Monday April 1, 2013

Auto sector likely to be vibrant yet competitive

PETALING JAYA: Kenanga Research is anticipating a vibrant yet competitive environment for the local auto sector due to the entry of new players and brands in the market.

“The local auto players are likely to face greater competition with the increase of new players in the market. Already, we have seen a shift in the local market share for the national and non-national car makers alike,” it said in a report yesterday.

“Based on data released by the Malaysian Automotive Association (MAA), Proton’s market share has dropped by four percentage points to 26% in 2012 from 30% in 2011 even though it retained its No. 2 position.

In contrast, Toyota, Hyundai, Kia, Volkswagen, Audi, BMW and Audi’s shares have risen significantly in the past one year through the sales of new and improved models.”

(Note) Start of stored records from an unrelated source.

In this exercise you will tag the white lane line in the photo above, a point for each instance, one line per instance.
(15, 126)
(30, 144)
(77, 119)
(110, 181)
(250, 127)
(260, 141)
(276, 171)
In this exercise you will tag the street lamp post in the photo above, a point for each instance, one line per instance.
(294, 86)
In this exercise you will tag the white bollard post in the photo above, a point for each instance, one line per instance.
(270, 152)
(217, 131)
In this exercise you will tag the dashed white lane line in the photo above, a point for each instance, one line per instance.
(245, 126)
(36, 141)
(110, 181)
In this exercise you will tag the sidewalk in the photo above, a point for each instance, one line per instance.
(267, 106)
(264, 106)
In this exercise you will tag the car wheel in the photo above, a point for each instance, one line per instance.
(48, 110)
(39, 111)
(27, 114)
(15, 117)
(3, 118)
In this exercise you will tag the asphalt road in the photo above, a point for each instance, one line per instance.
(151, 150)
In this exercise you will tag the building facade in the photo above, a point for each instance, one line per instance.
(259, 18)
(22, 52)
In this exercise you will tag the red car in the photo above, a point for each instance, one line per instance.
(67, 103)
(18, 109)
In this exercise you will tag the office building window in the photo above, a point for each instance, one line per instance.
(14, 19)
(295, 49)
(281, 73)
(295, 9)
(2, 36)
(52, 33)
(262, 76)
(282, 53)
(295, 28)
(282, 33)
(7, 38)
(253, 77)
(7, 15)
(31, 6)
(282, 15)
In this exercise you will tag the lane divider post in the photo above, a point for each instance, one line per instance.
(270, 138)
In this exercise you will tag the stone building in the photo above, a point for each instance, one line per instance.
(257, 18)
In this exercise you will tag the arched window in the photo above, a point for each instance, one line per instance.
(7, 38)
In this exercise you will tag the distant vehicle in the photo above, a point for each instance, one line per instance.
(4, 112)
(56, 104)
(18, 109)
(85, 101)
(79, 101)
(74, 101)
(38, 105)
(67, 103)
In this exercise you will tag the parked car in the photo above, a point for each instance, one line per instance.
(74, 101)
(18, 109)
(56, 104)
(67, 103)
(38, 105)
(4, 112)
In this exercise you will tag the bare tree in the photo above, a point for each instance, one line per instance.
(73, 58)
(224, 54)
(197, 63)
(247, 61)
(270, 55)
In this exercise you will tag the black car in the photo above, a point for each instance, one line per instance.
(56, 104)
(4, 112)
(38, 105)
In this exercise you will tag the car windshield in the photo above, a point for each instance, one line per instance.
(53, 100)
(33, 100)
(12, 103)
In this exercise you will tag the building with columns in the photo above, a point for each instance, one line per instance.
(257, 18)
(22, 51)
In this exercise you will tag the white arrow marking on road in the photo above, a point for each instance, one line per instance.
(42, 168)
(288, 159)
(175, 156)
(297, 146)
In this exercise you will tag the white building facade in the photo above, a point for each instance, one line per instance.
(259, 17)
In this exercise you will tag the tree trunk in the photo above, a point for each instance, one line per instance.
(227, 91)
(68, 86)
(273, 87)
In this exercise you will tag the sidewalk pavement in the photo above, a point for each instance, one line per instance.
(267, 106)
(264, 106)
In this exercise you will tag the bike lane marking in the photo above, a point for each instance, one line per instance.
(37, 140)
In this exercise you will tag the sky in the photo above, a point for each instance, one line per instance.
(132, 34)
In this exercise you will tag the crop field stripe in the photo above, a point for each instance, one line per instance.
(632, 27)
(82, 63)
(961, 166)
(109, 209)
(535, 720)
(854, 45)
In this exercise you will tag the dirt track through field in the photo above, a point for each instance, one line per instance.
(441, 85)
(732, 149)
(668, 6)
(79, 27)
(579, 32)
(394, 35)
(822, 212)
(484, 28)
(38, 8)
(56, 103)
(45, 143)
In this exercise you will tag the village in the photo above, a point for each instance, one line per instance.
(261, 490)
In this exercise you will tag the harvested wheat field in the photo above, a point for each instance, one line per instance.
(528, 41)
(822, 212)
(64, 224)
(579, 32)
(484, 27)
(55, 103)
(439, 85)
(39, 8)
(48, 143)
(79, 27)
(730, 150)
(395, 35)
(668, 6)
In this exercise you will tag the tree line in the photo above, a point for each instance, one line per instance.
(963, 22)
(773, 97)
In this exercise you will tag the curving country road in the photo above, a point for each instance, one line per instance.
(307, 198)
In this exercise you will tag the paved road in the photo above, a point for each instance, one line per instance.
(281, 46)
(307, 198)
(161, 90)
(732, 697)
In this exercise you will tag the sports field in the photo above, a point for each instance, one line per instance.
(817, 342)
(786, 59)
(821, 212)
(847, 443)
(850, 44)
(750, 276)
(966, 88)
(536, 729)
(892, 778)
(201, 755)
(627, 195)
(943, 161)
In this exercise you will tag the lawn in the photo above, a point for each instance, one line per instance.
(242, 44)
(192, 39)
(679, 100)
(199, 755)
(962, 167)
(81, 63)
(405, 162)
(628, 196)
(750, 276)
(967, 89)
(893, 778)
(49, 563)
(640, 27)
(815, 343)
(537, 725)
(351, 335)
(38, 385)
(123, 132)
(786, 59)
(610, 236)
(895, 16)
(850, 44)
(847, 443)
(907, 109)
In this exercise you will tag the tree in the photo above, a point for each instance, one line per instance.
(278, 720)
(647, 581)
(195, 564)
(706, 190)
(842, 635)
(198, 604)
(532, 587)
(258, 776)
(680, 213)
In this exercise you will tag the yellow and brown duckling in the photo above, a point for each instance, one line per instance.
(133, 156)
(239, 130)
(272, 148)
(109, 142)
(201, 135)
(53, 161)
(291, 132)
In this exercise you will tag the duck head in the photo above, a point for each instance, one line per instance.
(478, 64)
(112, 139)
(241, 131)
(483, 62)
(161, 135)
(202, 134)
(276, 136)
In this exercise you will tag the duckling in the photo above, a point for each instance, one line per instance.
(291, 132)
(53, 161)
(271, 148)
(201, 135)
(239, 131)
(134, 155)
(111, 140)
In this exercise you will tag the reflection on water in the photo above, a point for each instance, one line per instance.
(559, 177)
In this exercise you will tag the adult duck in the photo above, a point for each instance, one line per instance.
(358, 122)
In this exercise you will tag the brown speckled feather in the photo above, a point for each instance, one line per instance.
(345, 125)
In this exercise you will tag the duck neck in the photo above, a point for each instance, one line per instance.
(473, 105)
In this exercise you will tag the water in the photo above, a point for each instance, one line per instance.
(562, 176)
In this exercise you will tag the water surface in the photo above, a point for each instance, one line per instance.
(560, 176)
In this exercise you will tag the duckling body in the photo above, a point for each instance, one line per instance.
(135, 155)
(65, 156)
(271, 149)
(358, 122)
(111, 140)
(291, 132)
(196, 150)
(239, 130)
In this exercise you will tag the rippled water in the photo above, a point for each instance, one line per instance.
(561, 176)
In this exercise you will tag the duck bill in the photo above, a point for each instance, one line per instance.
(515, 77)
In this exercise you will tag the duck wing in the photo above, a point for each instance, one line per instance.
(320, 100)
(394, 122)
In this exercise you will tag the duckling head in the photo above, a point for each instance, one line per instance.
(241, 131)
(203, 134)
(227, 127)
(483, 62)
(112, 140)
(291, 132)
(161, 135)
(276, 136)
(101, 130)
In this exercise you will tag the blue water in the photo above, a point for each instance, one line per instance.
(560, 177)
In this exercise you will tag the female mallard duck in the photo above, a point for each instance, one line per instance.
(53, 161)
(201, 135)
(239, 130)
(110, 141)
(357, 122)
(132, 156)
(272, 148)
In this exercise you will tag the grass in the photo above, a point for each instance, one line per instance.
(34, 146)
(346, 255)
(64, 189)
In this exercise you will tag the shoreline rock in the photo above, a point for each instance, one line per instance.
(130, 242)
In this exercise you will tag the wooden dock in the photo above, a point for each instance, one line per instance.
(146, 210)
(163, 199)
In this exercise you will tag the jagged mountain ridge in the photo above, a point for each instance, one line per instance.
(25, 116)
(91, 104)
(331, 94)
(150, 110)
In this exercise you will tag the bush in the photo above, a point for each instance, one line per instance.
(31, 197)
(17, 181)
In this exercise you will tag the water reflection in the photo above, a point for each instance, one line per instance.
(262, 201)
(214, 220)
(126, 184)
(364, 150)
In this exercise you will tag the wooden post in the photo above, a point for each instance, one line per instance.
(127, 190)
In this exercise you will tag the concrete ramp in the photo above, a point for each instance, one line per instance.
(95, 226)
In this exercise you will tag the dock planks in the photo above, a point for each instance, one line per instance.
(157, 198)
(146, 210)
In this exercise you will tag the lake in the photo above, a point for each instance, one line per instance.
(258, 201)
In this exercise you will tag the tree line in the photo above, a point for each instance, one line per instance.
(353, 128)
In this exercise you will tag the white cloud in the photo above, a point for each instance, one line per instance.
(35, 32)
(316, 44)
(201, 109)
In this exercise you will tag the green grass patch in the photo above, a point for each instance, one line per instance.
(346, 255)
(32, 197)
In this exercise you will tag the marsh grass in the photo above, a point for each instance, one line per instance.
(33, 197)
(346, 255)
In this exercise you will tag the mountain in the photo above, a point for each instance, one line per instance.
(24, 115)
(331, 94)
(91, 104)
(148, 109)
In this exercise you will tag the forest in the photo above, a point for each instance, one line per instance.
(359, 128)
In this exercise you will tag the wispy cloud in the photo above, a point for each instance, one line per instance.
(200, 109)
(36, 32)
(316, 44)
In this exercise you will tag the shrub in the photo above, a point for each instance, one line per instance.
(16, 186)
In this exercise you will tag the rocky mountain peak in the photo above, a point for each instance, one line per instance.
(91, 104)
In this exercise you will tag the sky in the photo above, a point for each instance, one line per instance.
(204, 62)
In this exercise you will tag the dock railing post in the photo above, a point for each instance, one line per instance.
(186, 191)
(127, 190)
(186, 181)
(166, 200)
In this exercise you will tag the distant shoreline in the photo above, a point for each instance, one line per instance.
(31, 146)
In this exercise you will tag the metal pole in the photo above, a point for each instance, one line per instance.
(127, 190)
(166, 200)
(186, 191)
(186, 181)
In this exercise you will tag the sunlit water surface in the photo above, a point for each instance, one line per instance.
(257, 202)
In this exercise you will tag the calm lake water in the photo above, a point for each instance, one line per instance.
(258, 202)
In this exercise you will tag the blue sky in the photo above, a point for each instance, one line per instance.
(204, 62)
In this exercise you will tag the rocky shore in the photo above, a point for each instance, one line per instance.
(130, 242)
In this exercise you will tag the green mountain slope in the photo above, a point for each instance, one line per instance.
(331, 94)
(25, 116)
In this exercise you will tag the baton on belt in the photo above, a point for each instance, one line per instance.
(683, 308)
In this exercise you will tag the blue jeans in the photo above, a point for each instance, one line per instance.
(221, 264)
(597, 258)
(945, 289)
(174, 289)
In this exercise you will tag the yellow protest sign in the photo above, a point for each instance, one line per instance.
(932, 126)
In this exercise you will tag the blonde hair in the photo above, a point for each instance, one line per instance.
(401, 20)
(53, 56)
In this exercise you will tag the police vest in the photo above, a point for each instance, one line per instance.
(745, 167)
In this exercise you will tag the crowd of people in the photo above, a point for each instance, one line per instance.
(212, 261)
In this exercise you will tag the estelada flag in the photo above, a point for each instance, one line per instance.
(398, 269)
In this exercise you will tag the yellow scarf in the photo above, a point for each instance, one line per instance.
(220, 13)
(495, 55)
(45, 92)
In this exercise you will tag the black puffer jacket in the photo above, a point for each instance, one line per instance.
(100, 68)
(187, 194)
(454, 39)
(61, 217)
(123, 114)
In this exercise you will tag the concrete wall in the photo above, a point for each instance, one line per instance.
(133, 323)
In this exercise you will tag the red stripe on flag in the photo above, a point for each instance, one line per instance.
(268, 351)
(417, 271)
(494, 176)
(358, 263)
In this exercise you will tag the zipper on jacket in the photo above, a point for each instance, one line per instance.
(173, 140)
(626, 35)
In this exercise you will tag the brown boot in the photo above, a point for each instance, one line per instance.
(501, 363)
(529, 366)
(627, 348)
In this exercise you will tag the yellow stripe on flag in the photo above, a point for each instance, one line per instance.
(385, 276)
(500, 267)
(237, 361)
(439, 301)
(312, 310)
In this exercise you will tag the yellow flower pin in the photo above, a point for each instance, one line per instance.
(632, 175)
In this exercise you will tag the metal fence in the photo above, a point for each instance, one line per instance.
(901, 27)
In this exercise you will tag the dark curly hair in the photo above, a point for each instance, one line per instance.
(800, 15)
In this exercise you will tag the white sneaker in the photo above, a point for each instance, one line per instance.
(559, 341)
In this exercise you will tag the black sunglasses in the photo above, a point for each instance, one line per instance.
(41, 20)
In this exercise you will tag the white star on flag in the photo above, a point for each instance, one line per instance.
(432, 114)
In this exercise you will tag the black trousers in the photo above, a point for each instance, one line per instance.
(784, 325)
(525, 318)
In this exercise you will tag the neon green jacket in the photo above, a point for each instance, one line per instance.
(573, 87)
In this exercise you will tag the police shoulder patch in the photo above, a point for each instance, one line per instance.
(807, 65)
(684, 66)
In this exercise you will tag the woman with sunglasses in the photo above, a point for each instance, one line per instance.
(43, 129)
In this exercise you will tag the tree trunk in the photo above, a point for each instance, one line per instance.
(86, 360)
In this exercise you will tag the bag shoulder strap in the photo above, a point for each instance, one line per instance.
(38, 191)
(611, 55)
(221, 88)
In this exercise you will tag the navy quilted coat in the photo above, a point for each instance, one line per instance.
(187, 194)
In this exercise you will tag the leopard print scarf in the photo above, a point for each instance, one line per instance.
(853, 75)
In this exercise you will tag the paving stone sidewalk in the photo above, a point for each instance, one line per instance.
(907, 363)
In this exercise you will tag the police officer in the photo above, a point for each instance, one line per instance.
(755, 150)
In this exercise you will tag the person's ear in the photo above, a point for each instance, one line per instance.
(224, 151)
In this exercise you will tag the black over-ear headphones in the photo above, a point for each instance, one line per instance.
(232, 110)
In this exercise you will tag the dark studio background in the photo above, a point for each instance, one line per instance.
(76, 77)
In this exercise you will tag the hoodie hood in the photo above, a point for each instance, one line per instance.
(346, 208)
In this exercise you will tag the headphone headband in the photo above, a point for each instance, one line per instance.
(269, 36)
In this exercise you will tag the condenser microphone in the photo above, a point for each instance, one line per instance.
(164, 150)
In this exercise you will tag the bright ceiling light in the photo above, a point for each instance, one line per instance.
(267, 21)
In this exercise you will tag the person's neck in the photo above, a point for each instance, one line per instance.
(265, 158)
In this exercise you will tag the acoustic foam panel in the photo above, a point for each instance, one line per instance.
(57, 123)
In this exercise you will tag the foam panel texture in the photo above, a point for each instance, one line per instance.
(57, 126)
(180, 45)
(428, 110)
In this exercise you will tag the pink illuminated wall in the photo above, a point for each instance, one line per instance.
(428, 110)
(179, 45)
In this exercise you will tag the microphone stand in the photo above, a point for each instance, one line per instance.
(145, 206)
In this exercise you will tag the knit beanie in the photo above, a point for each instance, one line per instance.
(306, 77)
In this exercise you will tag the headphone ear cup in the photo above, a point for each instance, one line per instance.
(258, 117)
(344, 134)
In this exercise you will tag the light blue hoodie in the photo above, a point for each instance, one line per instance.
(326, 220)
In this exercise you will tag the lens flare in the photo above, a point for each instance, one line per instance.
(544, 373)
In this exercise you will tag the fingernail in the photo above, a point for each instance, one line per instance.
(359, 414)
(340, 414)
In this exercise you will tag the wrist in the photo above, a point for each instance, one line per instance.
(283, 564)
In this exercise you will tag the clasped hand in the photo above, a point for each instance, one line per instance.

Kenanga Research noted that vehicle sales tended to pick up in the second quarter of the year, compared with the first quarter, due in part to the Chinese New Year holidays.

“However, for this coming second quarter 2013, we find it more difficult to gauge the quarter’s sales performance as consumers may defer purchases pending the outcome of the upcoming general election. In our view, the revised National Automotive Policy (NAP) is likely to be revealed only after the general election,” it said.

“Among others, the revised NAP may see the introduction of more incentives to auto assemblers and manufacturers to produce more energy-efficient vehicles in Malaysia.”

Kenanga Research said this would benefit DRB-Hicom Bhd, a franchise holder for Honda Insight, Civic Hybrid and Jazz Hybrid; as well as UMW Holdings Bhd, the franchise holder for Toyota Prius, Prius C and Lexus CT200h.